Subject RE: Re[2]: [Firebird-Architect] blobs causes table fragmentation.
Author Leyne, Sean
Dmitry,

> >>As I understand current behavior, blobs less than 256 bytes are
> >>stored at the same data page, in record.
>
> AWH> That's not correct. Any blob that will fit on a data page is
> AWH> stored on a data page, preferably the page with the record,
> AWH> assuming it has space. There's no hard coded limit.
>
> This is bad, and I think I'm right suggesting this feature.

Without empirical evidence to back up your request, the request is no
better than the current implementation -- a bad idea.

You can appreciate that "gut intuition" is not enough to have a feature
added to the engine, proof/analysis is required.


> AWH> Storing small blobs on page with the record reduces I/O if the
> AWH> blob data is referenced -- and small blobs are more likely to be
> AWH> referenced than large blobs.
>
> Client components don't differ is this large blob or not.
> Remembering BDE, using SELECT * FROM TABLE (it's way to hell,
> of course) loads all blobs in that table to cache.
> So, it depends on client components/driver - it load all blobs
> into cache or doesn't load any blobs at all.

But what does the client operation have to do with how the data is
physically stored in the database file?

Based on this observation, I would argue that the current approach of
fitting data into the row data page would be preferred, since the blob
would resolved without needing an additional disk read.

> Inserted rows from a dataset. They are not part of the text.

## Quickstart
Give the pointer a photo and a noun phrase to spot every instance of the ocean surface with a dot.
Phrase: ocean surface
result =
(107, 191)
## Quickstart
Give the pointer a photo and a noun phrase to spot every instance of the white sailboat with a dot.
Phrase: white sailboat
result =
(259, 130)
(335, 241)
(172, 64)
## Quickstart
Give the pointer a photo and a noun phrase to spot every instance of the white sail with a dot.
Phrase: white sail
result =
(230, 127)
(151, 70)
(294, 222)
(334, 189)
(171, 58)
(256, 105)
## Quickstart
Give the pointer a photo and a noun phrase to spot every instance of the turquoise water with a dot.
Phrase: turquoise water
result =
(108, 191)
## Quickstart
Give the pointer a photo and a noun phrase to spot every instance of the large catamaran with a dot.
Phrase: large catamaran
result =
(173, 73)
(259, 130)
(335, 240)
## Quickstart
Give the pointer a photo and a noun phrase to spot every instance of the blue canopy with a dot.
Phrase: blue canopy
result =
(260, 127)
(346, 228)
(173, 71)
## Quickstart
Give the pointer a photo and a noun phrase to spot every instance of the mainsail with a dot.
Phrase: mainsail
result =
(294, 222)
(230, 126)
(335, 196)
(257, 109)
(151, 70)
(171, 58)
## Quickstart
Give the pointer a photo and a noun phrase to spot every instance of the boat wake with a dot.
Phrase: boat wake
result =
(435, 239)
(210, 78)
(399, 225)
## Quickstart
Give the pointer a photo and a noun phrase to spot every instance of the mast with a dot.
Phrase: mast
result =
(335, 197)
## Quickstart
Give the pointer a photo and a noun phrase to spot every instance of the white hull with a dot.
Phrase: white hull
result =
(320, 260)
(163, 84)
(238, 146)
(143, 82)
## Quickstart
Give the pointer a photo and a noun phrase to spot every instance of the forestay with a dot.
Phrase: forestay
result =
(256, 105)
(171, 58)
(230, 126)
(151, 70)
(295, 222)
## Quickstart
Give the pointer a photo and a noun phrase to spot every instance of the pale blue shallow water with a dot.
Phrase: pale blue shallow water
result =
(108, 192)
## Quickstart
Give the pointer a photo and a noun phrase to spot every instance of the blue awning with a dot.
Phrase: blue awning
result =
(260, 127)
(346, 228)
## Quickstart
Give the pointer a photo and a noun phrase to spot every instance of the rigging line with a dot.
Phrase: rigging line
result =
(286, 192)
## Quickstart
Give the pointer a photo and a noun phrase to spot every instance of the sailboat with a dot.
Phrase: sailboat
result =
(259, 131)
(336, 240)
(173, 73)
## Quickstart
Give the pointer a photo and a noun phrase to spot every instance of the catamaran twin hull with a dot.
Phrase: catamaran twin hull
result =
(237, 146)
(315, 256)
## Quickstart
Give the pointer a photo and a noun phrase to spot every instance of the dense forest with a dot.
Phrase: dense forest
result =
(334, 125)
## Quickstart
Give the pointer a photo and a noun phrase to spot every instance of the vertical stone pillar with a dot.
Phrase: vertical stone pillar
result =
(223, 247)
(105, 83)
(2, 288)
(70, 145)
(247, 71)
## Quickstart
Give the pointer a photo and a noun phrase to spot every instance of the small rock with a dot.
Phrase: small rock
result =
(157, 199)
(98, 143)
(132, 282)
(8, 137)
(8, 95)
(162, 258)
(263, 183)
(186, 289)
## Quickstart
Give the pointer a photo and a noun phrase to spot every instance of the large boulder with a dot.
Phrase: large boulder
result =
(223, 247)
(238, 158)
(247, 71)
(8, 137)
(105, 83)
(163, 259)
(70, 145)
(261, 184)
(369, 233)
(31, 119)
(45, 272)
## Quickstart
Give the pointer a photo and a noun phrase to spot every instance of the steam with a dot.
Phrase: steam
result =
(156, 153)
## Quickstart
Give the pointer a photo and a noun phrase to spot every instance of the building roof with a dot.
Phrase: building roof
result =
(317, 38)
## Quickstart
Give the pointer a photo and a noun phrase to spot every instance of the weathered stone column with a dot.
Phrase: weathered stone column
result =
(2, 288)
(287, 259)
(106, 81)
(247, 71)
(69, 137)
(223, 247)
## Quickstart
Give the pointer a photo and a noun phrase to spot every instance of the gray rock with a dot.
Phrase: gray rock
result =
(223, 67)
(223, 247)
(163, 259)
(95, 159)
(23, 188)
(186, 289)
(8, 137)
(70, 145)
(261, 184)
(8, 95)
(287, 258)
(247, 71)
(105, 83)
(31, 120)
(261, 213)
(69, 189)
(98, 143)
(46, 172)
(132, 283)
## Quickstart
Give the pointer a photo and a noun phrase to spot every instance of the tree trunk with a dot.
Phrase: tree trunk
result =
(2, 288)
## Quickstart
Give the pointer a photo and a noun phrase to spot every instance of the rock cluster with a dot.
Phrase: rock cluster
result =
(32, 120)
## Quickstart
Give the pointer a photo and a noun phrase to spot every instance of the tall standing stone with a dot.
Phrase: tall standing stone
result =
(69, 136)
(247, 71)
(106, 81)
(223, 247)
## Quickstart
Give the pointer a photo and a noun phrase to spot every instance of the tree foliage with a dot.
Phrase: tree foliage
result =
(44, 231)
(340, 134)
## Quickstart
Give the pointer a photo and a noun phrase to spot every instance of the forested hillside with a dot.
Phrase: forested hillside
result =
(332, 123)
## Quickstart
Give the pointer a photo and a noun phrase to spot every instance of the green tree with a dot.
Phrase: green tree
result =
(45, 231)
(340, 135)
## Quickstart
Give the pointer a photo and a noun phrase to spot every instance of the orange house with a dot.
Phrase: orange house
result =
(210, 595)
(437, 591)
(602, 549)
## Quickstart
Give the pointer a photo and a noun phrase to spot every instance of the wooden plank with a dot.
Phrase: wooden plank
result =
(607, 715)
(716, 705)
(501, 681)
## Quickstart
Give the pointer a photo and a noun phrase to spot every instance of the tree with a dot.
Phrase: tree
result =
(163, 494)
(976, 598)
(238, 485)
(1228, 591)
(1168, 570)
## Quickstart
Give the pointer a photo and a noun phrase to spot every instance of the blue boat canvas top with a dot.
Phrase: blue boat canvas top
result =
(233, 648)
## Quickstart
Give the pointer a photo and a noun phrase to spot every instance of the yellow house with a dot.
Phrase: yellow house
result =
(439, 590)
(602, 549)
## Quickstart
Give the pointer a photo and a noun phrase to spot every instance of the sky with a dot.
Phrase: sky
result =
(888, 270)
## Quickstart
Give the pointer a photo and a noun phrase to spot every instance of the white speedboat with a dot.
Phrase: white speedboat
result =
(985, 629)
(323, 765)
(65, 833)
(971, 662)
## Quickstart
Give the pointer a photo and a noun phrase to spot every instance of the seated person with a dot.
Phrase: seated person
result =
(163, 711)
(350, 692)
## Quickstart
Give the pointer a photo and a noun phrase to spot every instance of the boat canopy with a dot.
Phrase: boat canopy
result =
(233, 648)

> >>There are some systems that store blobs with different size,
> >>so blob data is spreaded between data and blob pages.
> >>This makes table more "fragmented" and seriously slowdown
> >>record retrieval if 'select' does not selects blob fields.
>
> AWH> Do you have any evidence of that? Other than a hypothesis
> AWH> based on a (questionable) understanding of the implementation?
>
> I had when this idea came during Yaffil tests. Right now I don't
> have test case, sorry.
>
> AWH> based on a (questionable) understanding of the implementation?
>
> Why not? SQZ_block in yaffil was made on the same basis. It was
> made (very little code changes), tested, and produced good results.

In not familiar with the Yaffil implementation, but I'm sure we'd all be
interested in the details of the implementation as well as the testing
methodology and metrics/results.


Sean